Several of the persons we have met are from Germany. Needless to say, I was surprised. However, once we began to converse it soon became apparent why they are here and what they are doing. Some, of course, are with the Lutheran Church in Germany. There is a strong Lutheran mission here in Kigoma. Others are working through the German government as part of Germany's extensive social service program. In Germany, following high school, a young person must spend one to two years in some kind of military or social service. Many young people travel abroad to work. The young people I have gotten to know while in Kigoma have completed high school and are now teaching in an Anglican secondary school, providing instruction in English, math, and science, to the children of Kigoma.

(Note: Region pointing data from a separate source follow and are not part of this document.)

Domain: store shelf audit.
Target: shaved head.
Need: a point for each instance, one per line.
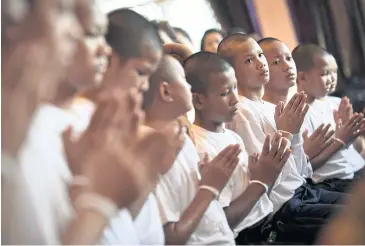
(130, 34)
(304, 56)
(229, 45)
(200, 66)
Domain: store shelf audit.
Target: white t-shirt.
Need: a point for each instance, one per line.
(213, 143)
(46, 174)
(262, 122)
(19, 224)
(147, 225)
(344, 162)
(177, 189)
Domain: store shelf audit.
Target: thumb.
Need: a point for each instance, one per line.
(278, 110)
(66, 136)
(206, 158)
(335, 113)
(253, 158)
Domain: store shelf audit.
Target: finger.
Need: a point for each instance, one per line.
(231, 165)
(227, 156)
(275, 144)
(326, 144)
(329, 135)
(283, 146)
(278, 110)
(66, 136)
(285, 157)
(338, 124)
(325, 130)
(305, 134)
(304, 111)
(206, 158)
(96, 118)
(256, 156)
(355, 120)
(291, 101)
(221, 155)
(297, 102)
(266, 147)
(318, 131)
(335, 114)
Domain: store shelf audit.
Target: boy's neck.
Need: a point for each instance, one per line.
(310, 99)
(275, 96)
(254, 94)
(207, 124)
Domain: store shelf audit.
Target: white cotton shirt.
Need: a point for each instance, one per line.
(148, 223)
(147, 227)
(213, 143)
(262, 122)
(46, 175)
(344, 162)
(177, 189)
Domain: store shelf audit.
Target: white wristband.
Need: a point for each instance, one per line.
(260, 183)
(98, 203)
(211, 189)
(339, 141)
(79, 180)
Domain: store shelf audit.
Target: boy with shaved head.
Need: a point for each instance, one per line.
(317, 76)
(290, 196)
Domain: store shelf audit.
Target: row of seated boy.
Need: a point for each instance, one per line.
(274, 194)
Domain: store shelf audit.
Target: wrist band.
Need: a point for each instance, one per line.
(260, 183)
(211, 189)
(339, 141)
(289, 137)
(98, 203)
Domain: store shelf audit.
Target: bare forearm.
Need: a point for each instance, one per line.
(323, 157)
(237, 211)
(178, 233)
(85, 229)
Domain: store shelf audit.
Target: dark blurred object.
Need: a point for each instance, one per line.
(349, 225)
(338, 26)
(235, 13)
(236, 29)
(204, 45)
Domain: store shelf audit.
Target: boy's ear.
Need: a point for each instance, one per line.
(198, 101)
(165, 92)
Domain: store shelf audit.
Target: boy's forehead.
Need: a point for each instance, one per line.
(275, 48)
(324, 60)
(248, 47)
(222, 79)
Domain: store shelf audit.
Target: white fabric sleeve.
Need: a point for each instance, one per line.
(301, 161)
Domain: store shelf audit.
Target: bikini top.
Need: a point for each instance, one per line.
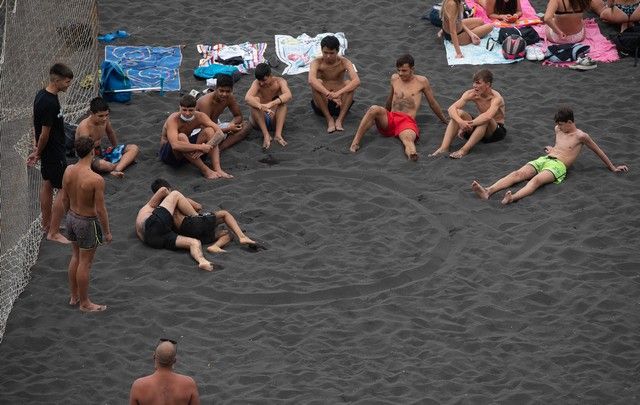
(566, 11)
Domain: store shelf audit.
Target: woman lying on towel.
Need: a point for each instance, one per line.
(458, 30)
(503, 10)
(623, 12)
(564, 20)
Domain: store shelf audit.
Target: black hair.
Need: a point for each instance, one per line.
(405, 59)
(262, 70)
(330, 42)
(97, 105)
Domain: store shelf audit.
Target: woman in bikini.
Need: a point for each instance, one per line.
(502, 10)
(623, 12)
(458, 30)
(563, 19)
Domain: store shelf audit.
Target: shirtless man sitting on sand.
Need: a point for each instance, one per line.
(268, 97)
(215, 102)
(86, 220)
(487, 127)
(97, 125)
(332, 93)
(552, 167)
(398, 118)
(164, 386)
(155, 221)
(203, 226)
(187, 135)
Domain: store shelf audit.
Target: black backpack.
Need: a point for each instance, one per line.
(628, 42)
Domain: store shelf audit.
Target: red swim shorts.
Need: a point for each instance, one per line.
(398, 122)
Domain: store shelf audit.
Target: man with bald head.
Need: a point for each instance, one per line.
(164, 386)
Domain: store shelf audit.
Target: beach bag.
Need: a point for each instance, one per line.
(513, 47)
(566, 52)
(529, 35)
(627, 42)
(114, 78)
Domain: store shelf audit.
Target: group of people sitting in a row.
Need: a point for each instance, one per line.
(563, 19)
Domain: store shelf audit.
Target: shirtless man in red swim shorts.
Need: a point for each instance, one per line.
(398, 118)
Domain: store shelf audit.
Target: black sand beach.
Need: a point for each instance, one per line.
(385, 281)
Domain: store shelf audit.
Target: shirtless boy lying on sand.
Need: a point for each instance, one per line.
(203, 226)
(552, 167)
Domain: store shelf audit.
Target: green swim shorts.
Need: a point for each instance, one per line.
(552, 164)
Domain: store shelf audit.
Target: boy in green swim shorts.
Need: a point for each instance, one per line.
(552, 167)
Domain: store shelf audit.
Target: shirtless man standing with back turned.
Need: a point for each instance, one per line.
(398, 118)
(332, 93)
(86, 220)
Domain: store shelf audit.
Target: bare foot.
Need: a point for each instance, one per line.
(58, 237)
(480, 191)
(205, 265)
(215, 249)
(91, 307)
(280, 140)
(459, 154)
(438, 152)
(210, 174)
(508, 198)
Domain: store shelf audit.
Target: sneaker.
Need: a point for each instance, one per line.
(584, 63)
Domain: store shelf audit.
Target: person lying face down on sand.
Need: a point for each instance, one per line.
(187, 135)
(398, 118)
(86, 220)
(203, 226)
(268, 97)
(215, 102)
(97, 126)
(154, 225)
(164, 386)
(332, 93)
(486, 127)
(552, 167)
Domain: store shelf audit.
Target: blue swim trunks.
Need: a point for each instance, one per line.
(556, 167)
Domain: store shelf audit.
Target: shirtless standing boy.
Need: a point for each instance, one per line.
(332, 93)
(187, 135)
(268, 97)
(86, 220)
(398, 118)
(487, 127)
(215, 102)
(96, 126)
(552, 167)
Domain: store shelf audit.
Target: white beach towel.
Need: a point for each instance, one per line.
(297, 53)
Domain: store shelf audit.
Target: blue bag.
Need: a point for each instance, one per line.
(114, 78)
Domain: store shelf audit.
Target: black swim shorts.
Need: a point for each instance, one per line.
(157, 230)
(202, 227)
(53, 172)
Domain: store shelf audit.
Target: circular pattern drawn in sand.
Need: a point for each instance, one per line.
(329, 234)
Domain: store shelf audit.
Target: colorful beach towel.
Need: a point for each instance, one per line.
(297, 53)
(601, 49)
(148, 66)
(252, 54)
(529, 16)
(478, 54)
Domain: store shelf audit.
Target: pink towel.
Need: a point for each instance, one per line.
(601, 49)
(528, 17)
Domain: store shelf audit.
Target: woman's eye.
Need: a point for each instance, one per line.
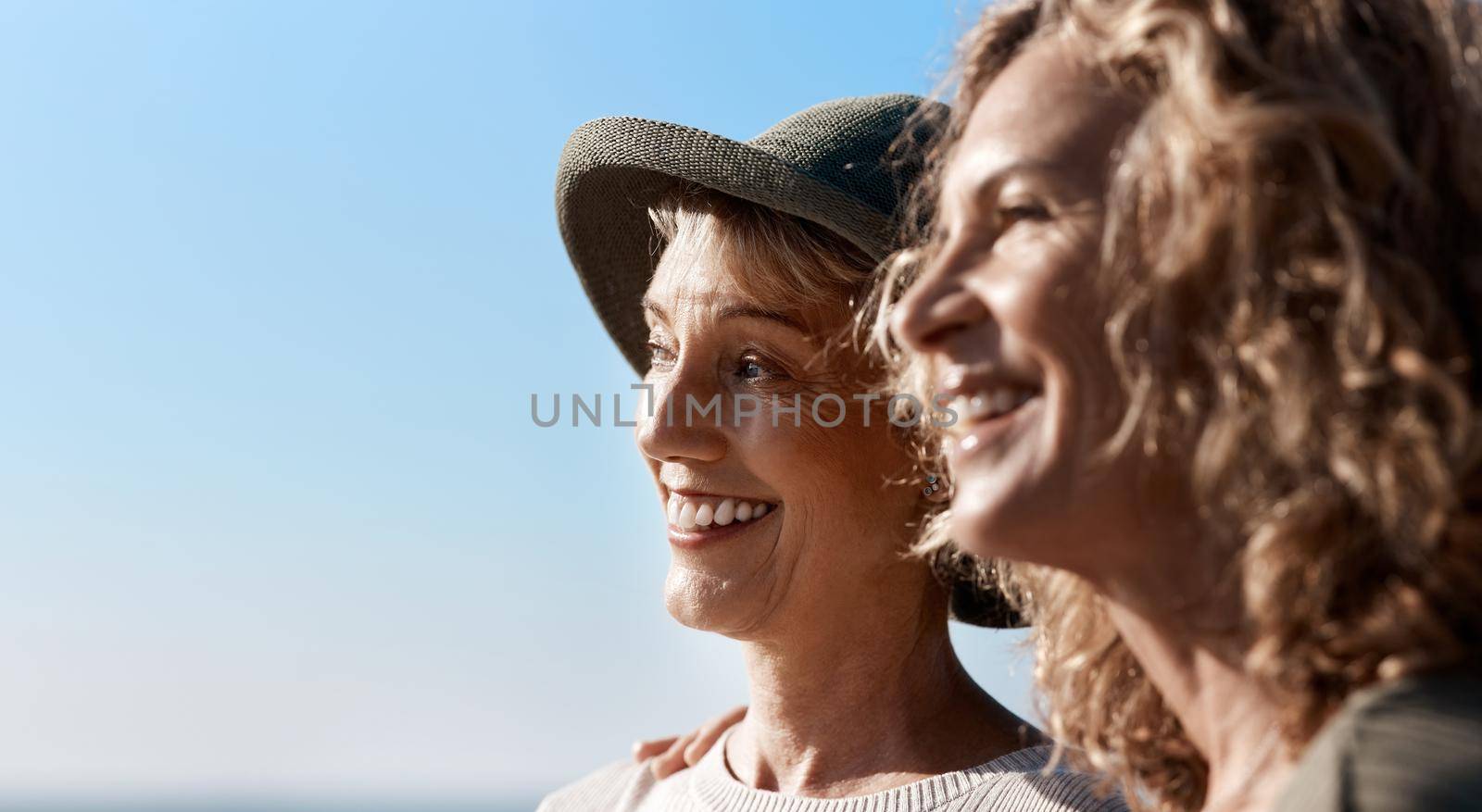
(659, 353)
(1023, 211)
(756, 369)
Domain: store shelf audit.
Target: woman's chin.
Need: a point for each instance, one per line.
(708, 602)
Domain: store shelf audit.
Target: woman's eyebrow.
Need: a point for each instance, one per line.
(651, 307)
(747, 311)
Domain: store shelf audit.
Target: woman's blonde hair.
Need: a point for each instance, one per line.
(1293, 267)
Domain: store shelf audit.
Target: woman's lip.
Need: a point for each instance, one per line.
(970, 439)
(715, 495)
(965, 382)
(700, 537)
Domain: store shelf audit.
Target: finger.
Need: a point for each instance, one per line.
(647, 748)
(672, 760)
(708, 735)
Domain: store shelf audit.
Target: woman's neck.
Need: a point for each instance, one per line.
(1187, 643)
(864, 704)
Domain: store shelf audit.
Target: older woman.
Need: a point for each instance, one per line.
(1205, 283)
(789, 493)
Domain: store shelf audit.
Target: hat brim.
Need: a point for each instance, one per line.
(614, 169)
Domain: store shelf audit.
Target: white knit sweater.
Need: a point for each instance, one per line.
(1014, 782)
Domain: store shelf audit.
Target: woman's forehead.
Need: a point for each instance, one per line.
(1049, 113)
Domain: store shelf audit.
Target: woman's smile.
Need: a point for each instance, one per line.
(697, 518)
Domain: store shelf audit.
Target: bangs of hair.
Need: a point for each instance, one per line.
(780, 259)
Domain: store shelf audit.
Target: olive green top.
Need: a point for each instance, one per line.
(1408, 745)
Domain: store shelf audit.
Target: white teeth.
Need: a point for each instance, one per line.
(985, 406)
(725, 513)
(689, 513)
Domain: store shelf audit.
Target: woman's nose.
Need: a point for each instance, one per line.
(679, 422)
(934, 308)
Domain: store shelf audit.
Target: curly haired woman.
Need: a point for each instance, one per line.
(1205, 283)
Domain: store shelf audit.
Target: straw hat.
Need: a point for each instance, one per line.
(841, 163)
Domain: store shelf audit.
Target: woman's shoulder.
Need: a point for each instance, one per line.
(1404, 745)
(614, 787)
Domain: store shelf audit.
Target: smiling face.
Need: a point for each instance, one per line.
(1010, 325)
(771, 525)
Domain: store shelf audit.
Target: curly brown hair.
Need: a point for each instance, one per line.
(1293, 263)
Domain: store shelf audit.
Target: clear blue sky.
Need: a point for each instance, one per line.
(276, 283)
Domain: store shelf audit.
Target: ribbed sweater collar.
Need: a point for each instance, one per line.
(715, 789)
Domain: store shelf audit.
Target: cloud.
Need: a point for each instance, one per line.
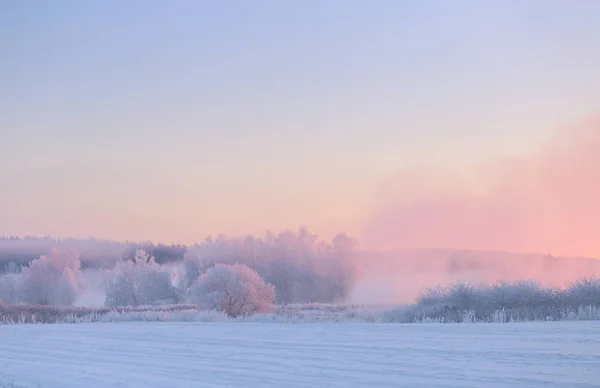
(547, 202)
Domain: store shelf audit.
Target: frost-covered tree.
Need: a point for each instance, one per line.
(299, 266)
(51, 280)
(233, 289)
(9, 288)
(140, 281)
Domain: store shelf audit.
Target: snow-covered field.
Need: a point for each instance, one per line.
(233, 354)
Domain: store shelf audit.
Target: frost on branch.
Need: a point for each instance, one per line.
(140, 281)
(51, 280)
(233, 289)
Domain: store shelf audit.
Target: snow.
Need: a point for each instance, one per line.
(234, 354)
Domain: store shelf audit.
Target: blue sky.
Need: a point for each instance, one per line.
(171, 120)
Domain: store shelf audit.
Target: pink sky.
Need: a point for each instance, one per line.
(547, 202)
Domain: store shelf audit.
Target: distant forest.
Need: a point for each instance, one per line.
(94, 253)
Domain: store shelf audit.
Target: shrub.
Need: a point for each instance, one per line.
(140, 281)
(52, 280)
(233, 289)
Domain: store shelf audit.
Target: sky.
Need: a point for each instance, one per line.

It is very difficult work. A typical classroom, for example, has sixty students with only one teacher!
Slava is the name of one of the young person I met the other day. Slava was actually born in Russia, but his family is German. He is Pentecostal and has spent some time in a Pentecostal seminary south of Frankfurt. Next year upon returning to Germany he wants to attend university in Bonn to study theology and church history.
To be sure, Slava and I had a wonderful conversation. We spoke about discerning God's will and direction in life and understanding the life of the mind and heart. We also spent time discussing Dietrich Bonhoeffer. Slava had a copy of Bonhoeffer's famous book Life Together; it is the book Bonhoeffer wrote when he was directing the underground seminary in Finkewalde during World War II. It was great to see a young person so passionate about living the Christian life. I hope we will stay in contact.
Late on Tuesday afternoon, the four of us went to a small beach outside of Kigoma on Lake Tanganyika. There, we took some time to unwind. We also met two young Mennonite missionaries. In fact, one of the missionaries, Josh, went to school at Goshen College! Small world! Josh has been in Tanzania for two years, working primarily in the large urban areas. It was good to speak with him. Unfortunately, his church in the states has cut off his support, so he will need to return to the states next month. However, as he shared with us, he will hopefully find another church to undergird his ministry. God will certainly open a new door!
(As we have learned, this kind of thing happens a great deal on the mission field in Africa. Many missionaries lose support. It is unfortunate, but it is also why we need to keep in contact with missions like Joy in the Harvest to learn what it is doing.)
Both of these young people represent a slice of the 'people pie' in Tanzania. Words cannot describe the whole picture. To be sure, we have met many more. However, when we return, we will definitely want to share about our experiences and the other people we encountered. It has been nothing less than a rewarding and life-changing trip.